I use python 3.7.1 (default, Dec 14 2018, 19:28:38), and pymongo 3.7.2.
In mongodb this works:
db.collection.find(
{$and:[
{"field":{$regex:"bon?"}},
{"field":{$not:{$regex:"bon souple"}}},
{"field":{$not:{$regex:"bon léger"}}}
]}
)
So in pymongo I did the same as:
db.collection.find(
{"$and":[
{"field":{"$regex":"bon?"}},
{"field":{"$not":{"$regex":"bon souple"}}},
{"field":{"$not":{"$regex":"bon léger"}}}
]}
)
but it indicatespymongo.errors.OperationFailure: $regex has to be a string
.
So I tried this as proposed here:
liste_reg=[
{'field': {'$regex': {'$not': re.compile('bon souple')}}},
{'field': {'$regex': {'$not': re.compile('bon léger')}}},
{'field': {'$regex': re.compile('bon?')}}
]
rslt=list(
db.collection.find({"$and":liste_reg})
)
I noticed that even when there is no special character it indicates the same error:
liste_reg=[
{'field': {'$regex': {'$not': re.compile('bon souple')}}} #where no special char is present
]
rslt=list(
db.collection.find({"$and":liste_reg})
)
So I tried to use "/"
as:
liste_reg=[
{'field': {'$regex': {'$not':'/bon souple/'}}} #where no special char is present
#even tried re.compile('/bon souple/')
]
rslt=list(
db.collection.find({"$and":liste_reg})
)
the same error pymongo.errors.OperationFailure: $regex has to be a string
still occurs.
What can I do?
SOME UPDATE OF MY RESEARCH OF SOLUTION
the core of the issue seems to be with $not
because when I do:
liste_reg=[{'field': {'$regex': 'bon?'}}]
rslt=list(
db.collection.find({"$and":liste_reg})
)
len(rslt)#gives 23 013, what is ok.
There is no error.
SOME SAMPLES
As asked by Emma I can give a sample, and it will explicit my request in mongo. Normally I must have these modalities in the field:
- sec
- très léger
- léger
- bon léger
- bon
- bon souple
- souple
- très souple
- collant
- lourd
- très Lourd
- profond
The main problem for me is my spider did not parse correctly because I did not write a strong enough script for that. Instead of obtaining just "bon", I obtain this kind of result:
{"_id":"ID1",
"field":"bon\r\n\t\t\t\t\t\t\t\t\r\n\t\t\t\t\t\t\t\r\n\t\t\t\t\t\t\t\r\n\t\t\t\t\t\t\t\t\r\n\t\t\t\t\t\t\t\t\t\r\n\t\t\t\t\t\t\t\t\t\tnon",
...}
and that's an example between many others wrong parsing.
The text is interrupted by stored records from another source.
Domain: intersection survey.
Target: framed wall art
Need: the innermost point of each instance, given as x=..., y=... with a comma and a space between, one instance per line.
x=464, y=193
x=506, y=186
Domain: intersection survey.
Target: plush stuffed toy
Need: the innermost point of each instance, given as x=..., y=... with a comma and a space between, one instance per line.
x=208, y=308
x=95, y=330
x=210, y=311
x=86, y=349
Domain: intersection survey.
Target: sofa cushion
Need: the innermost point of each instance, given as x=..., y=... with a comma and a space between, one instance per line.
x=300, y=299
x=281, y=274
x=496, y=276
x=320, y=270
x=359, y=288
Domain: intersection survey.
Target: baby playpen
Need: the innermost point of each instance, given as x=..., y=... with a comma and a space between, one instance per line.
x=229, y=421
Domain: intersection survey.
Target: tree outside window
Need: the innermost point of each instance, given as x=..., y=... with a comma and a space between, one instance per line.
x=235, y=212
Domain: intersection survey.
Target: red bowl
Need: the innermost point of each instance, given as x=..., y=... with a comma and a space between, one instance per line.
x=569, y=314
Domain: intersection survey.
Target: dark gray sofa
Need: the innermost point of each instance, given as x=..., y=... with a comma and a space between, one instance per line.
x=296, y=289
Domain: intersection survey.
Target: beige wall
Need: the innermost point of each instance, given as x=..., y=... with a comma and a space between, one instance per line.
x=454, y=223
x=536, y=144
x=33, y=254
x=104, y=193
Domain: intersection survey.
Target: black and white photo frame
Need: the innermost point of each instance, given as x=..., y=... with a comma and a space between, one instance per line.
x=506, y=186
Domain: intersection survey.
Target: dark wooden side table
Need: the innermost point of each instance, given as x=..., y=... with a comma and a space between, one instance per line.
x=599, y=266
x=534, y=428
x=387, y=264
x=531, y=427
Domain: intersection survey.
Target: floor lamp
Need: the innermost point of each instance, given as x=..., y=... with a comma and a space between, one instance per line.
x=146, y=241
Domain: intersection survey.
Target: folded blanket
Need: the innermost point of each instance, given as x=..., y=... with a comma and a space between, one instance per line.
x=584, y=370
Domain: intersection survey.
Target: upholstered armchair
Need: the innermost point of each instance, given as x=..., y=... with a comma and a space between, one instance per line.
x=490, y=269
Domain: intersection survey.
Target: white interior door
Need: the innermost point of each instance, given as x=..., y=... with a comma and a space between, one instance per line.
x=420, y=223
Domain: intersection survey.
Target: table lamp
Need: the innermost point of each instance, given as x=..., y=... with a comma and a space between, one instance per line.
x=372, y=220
So that's why I want result that begins with "bon?"
but not "bon souple"
or "bon léger"
because they have correct values, no \n
or \t
.
So as samples:
[{"_id":"ID1",
"field":"bon\r\n\t\t\t\t\t\t\t\t\r\n\t\t\t\t\t\t\t\r\n\t\t\t\t\t\t\t\r\n\t\t\t\t\t\t\t\t\r\n\t\t\t\t\t\t\t\t\t\r\n\t\t\t\t\t\t\t\t\t\tnon"},
{"_id":"ID2",
"field":"bon\r\n\t\t\t\t\t\t\t\t\r\n\t\t\t\t\t\t\t\r\n\t\t\t\t\t\t\t\r\n\t\t\t\t\t\t\r\n\t\t\t\t\t\tpremière"},
{"_id":"ID3",
"field":"bon\r\n\t\t\t\t\t\t\t\t\r\n\t\t\t\t\t\t\t\r\n\t\t\t\t\t\t\t\r\n\t\t\t\t\t\t\r\n\t\t\t\t\t\t2ème"},
{"_id":"ID4",
"field":"bon souple"},
{"_id":"ID5",
"field":"bon léger"}]